Inès Madrigal, acclamée par une cinquantaine de personnes brandissant des pancartes réclamant "justice", a souligné que ce procès n'était pas juste le sien. "Il va au-delà", a-t-elle déclaré car désormais "tout le monde sait que des enfants ont été volés dans ce pays".

L'audience s'est achevée mardi en début d'après-midi. Le procès reprendra mercredi matin pour un deuxième et dernier jour d'audience. Aucune date n'a été fixée pour l'annonce du verdict. Le parquet a réclamé onze ans de prison à l'encontre de Vela.

Eglise complice

Dans le cadre de ce trafic, entamé sous la dictature de Franco (1939-1975) souvent avec la complicité de l'Eglise catholique, les enfants étaient retirés à leurs parents après l'accouchement, déclarés morts sans qu'on leur en fournisse la preuve et adoptés par des couples stériles, de préférence proches du régime "national-catholique".

Après la guerre civile (1936-1939), l'objectif était de punir les opposantes accusées de transmettre le "gène rouge" du marxisme, affirme Soledad Luque, présidente de l'association "Tous les enfants volés sont aussi mes enfants".

Puis ce sont les enfants nés hors mariage, ou dans les familles pauvres ou très nombreuses, qui ont été davantage visés à partir des années 1950. Le trafic a perduré sous la démocratie, au moins jusqu'en 1987, pour des motifs "presque purement économiques", poursuit-elle.

C'est le cas de Carmen Lorente, 55 ans, qui s'est vue enlever son bébé en 1979. "Deux jours après la naissance, ils m'ont dit qu'il était mort, qu'il s'était étouffé dans mon ventre.

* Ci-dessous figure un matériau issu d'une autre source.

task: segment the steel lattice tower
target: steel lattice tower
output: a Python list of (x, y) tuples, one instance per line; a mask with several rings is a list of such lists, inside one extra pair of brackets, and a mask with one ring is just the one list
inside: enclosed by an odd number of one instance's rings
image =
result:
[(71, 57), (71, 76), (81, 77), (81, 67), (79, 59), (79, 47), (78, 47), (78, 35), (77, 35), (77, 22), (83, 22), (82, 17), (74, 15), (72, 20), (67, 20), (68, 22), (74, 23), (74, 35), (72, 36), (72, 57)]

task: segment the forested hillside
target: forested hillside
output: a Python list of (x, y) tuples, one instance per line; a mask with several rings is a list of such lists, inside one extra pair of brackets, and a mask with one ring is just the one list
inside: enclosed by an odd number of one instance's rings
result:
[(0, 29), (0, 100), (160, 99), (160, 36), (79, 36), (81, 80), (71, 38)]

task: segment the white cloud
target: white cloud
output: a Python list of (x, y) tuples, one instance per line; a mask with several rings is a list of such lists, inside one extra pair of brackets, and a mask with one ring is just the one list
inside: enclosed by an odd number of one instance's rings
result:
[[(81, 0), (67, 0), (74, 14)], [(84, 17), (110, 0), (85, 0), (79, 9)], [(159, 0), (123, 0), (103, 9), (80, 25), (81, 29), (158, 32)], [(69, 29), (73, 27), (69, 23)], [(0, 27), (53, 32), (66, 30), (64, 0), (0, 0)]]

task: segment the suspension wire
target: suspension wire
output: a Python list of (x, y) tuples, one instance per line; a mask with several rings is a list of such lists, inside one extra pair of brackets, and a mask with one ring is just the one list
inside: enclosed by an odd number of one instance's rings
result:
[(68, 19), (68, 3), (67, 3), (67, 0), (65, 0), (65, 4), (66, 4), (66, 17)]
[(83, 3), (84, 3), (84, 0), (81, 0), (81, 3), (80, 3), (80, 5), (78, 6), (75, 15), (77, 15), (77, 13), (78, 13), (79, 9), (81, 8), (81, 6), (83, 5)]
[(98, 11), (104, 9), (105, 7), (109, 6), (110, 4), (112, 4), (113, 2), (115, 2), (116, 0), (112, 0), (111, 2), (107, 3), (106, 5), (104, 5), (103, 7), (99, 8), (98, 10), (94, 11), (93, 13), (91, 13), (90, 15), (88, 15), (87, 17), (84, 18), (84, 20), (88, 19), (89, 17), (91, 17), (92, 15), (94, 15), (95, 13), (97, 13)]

Mais je l'avais entendu pleurer", a-t-elle raconté émue à l'AFP.

Au total, selon les associations, des dizaines de milliers de bébés pourraient être concernés.

"Impunité"

Mais malgré l'ampleur du scandale, dénoncé pour la première fois dans la presse en 1982, aucune des plus de 2000 plaintes déposées selon les associations n'a abouti. "Ce qui unit les trois époques, c'est le mot impunité", affirme Soledad Luque, dont la plainte visant à retrouver son frère jumeau a été classée.

Après tant d'années, la résignation guette les familles. Les protagonistes disparaissent en effet au fil des années, comme la religieuse Maria Gomez Valbuena, souvent dépeinte comme la tête du trafic à Madrid et morte avant d'être jugée.